坂田氏は「大塚商会のデータセンター経由でのインターネットアクセスや外出先から社内LANにアクセスするためのリモートアクセスも用意しているだけでなく、特定のトラフィックを別回線に逃し、VPN回線の負荷を軽減するインターネットブレイクアウト機能も提供可能だ」と話した。
そして、クラウドSaaSの場合は「インターネットアクセスの見直し」が重要だ。坂田氏は「品質の悪いインターネット回線の利用は、業務効率低下に直結する」とし、「専有型回線」の利用を推奨する。専有型とは、1社専有で利用する回線で、遅延が起きづらく安定した速度で接続できるのが特徴だ。

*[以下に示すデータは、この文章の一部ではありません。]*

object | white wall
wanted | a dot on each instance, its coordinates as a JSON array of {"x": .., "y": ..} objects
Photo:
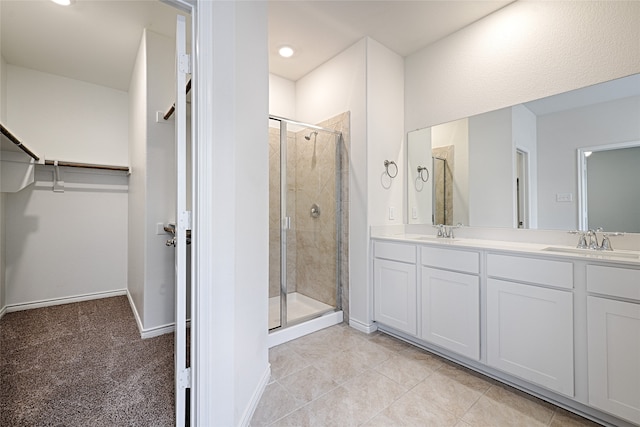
[
  {"x": 65, "y": 119},
  {"x": 559, "y": 136},
  {"x": 337, "y": 86},
  {"x": 138, "y": 180},
  {"x": 71, "y": 244},
  {"x": 66, "y": 245},
  {"x": 456, "y": 133},
  {"x": 151, "y": 279},
  {"x": 282, "y": 97},
  {"x": 385, "y": 134},
  {"x": 525, "y": 51},
  {"x": 3, "y": 109}
]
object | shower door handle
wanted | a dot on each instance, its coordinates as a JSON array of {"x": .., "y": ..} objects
[{"x": 286, "y": 223}]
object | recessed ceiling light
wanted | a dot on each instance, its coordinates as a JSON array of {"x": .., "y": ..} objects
[{"x": 286, "y": 51}]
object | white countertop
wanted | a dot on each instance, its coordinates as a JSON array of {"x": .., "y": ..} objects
[{"x": 538, "y": 249}]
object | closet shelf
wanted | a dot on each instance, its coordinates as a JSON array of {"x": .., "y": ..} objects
[
  {"x": 88, "y": 166},
  {"x": 11, "y": 143}
]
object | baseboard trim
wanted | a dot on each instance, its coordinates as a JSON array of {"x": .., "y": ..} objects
[
  {"x": 296, "y": 331},
  {"x": 155, "y": 331},
  {"x": 60, "y": 301},
  {"x": 367, "y": 329},
  {"x": 255, "y": 398}
]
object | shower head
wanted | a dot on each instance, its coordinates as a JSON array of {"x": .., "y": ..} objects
[{"x": 308, "y": 137}]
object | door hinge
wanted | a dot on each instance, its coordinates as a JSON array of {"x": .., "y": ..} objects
[
  {"x": 286, "y": 223},
  {"x": 184, "y": 378},
  {"x": 184, "y": 63},
  {"x": 184, "y": 220}
]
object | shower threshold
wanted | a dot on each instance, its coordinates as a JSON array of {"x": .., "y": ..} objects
[{"x": 299, "y": 308}]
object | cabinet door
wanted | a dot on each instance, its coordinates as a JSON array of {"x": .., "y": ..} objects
[
  {"x": 450, "y": 308},
  {"x": 395, "y": 294},
  {"x": 530, "y": 333},
  {"x": 614, "y": 357}
]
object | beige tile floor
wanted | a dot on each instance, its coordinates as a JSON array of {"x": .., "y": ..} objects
[{"x": 342, "y": 377}]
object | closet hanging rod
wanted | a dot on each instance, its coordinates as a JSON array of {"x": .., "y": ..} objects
[
  {"x": 173, "y": 107},
  {"x": 87, "y": 166},
  {"x": 11, "y": 137}
]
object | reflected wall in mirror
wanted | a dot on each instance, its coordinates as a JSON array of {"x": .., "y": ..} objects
[
  {"x": 609, "y": 197},
  {"x": 516, "y": 167}
]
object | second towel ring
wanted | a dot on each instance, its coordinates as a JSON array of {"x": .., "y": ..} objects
[
  {"x": 388, "y": 163},
  {"x": 421, "y": 171}
]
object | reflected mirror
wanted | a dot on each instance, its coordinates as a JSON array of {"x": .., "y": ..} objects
[
  {"x": 516, "y": 167},
  {"x": 608, "y": 178}
]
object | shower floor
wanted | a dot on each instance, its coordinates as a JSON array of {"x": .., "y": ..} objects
[{"x": 299, "y": 307}]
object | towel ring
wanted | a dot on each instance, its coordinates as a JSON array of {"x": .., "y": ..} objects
[
  {"x": 388, "y": 163},
  {"x": 421, "y": 171}
]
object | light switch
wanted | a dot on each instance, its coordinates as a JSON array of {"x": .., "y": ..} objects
[{"x": 564, "y": 197}]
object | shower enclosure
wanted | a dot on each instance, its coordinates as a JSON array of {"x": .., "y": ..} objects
[{"x": 305, "y": 221}]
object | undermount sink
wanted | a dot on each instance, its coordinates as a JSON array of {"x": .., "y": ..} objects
[
  {"x": 440, "y": 239},
  {"x": 592, "y": 252}
]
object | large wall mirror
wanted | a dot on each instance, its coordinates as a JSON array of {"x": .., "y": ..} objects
[{"x": 566, "y": 162}]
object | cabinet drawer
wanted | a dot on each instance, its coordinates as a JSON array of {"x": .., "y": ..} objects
[
  {"x": 614, "y": 281},
  {"x": 395, "y": 251},
  {"x": 451, "y": 259},
  {"x": 532, "y": 270}
]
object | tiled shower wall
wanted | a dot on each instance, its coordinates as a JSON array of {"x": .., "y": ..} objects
[
  {"x": 443, "y": 185},
  {"x": 312, "y": 243}
]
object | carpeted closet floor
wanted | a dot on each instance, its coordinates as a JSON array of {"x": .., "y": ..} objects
[{"x": 84, "y": 364}]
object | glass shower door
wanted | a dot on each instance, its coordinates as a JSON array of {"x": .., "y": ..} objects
[{"x": 304, "y": 222}]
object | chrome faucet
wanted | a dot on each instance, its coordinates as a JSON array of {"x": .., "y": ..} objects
[
  {"x": 593, "y": 239},
  {"x": 589, "y": 239},
  {"x": 446, "y": 231}
]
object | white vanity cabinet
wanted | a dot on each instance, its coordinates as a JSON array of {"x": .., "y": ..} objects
[
  {"x": 450, "y": 300},
  {"x": 530, "y": 319},
  {"x": 394, "y": 271},
  {"x": 613, "y": 334}
]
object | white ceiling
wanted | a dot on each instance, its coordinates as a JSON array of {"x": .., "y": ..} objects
[{"x": 97, "y": 40}]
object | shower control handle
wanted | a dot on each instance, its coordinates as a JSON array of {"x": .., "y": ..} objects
[{"x": 315, "y": 211}]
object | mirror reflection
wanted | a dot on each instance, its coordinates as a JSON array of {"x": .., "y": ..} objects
[{"x": 517, "y": 167}]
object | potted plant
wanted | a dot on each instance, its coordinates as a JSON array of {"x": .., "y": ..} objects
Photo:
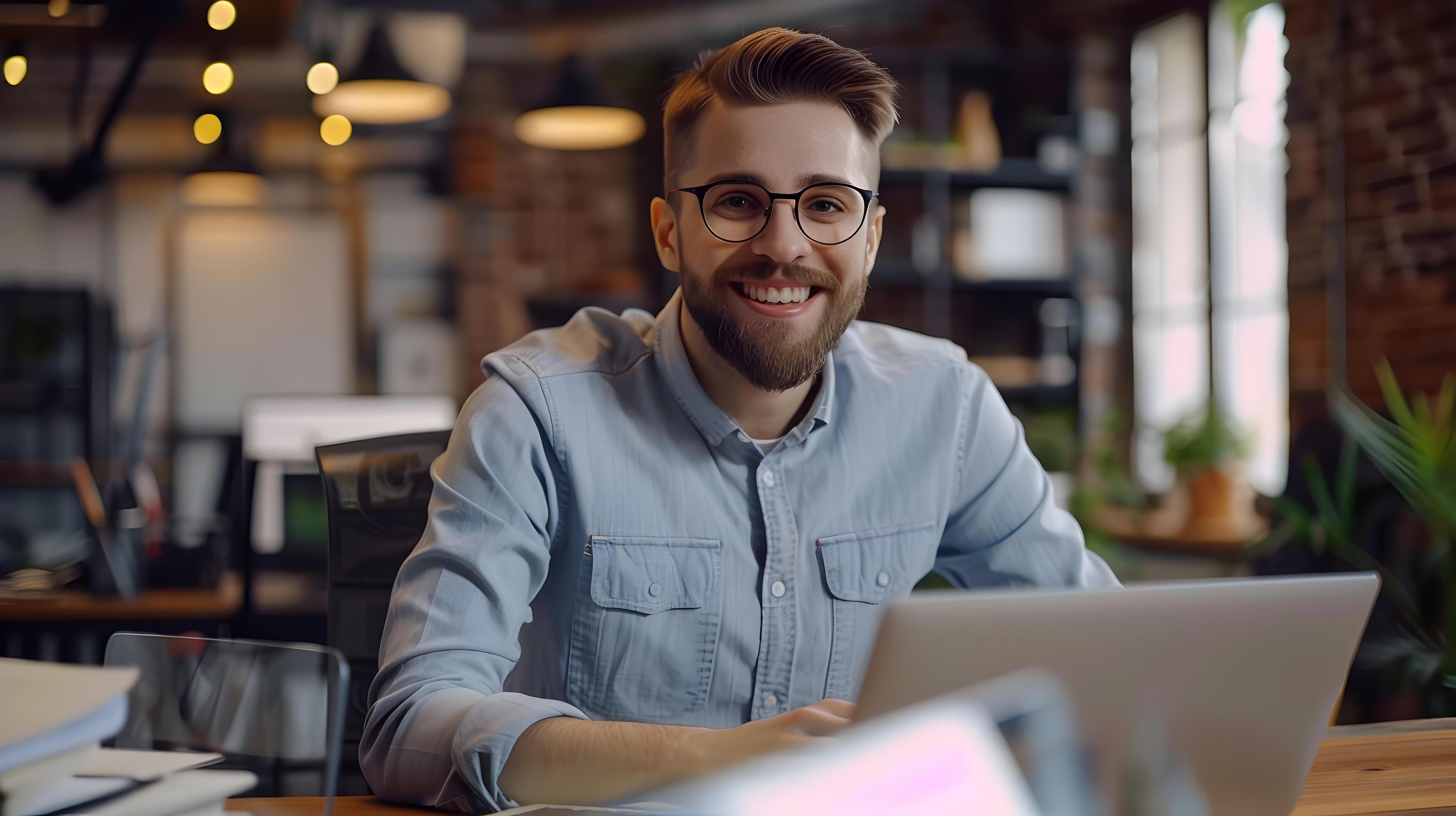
[
  {"x": 1416, "y": 451},
  {"x": 1207, "y": 452}
]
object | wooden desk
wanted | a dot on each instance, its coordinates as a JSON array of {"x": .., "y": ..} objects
[
  {"x": 149, "y": 605},
  {"x": 1360, "y": 770}
]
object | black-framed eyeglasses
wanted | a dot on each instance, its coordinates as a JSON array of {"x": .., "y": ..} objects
[{"x": 737, "y": 210}]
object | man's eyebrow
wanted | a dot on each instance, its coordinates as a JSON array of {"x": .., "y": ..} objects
[
  {"x": 822, "y": 178},
  {"x": 803, "y": 181},
  {"x": 737, "y": 175}
]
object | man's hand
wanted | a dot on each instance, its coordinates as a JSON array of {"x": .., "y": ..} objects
[
  {"x": 791, "y": 729},
  {"x": 567, "y": 761}
]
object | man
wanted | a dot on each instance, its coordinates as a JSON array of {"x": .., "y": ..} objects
[{"x": 662, "y": 545}]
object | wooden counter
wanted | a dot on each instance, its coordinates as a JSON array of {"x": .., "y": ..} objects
[{"x": 1360, "y": 770}]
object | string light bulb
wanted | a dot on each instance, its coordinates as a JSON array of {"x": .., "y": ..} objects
[
  {"x": 217, "y": 78},
  {"x": 222, "y": 15},
  {"x": 322, "y": 78},
  {"x": 15, "y": 67},
  {"x": 207, "y": 129},
  {"x": 336, "y": 130}
]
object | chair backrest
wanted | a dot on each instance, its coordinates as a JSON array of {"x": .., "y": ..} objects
[
  {"x": 274, "y": 709},
  {"x": 378, "y": 498}
]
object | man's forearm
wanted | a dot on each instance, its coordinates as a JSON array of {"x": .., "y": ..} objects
[{"x": 582, "y": 761}]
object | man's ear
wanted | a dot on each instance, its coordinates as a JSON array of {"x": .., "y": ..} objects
[
  {"x": 665, "y": 235},
  {"x": 876, "y": 228}
]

坂田氏は、専有型回線としては圧倒的な低価格が特徴の「NUROアクセス」や、上下最大10Gbpsという高速度が特徴の「UCOM光ファストギガビットアクセス」といったインターネット接続サービスを紹介した。
ハイブリッドクラウドもワンストップ支援
土井氏は、EOSに伴うサーバ移行について、大塚商会は「オンプレミスでもクラウドでも、その両方を使うハイブリッドクラウドでもサポート可能で、さらに導入から運用までワンストップでサポートできる」とアピールした。たとえば基幹システムはオンプレミスを継続し、ファイルサーバやメールはクラウドを採用するといったハイブリッドな運用の場合、「高度な利用用途の基幹システム系を社内で運用しつつ、クラウド導入により運用負荷を軽減できる」といったことも実現可能という。
土井氏は、「サポート終了直前になると、サーバ納期のひっ迫や移行後のテスト期間不足などの可能性がある」とした上で、「オンプレミス、クラウド双方でサーバプラットフォームの移行、構築に豊富な実績と知見を有する大塚商会に、気軽に相談してほしい」と締めくくった。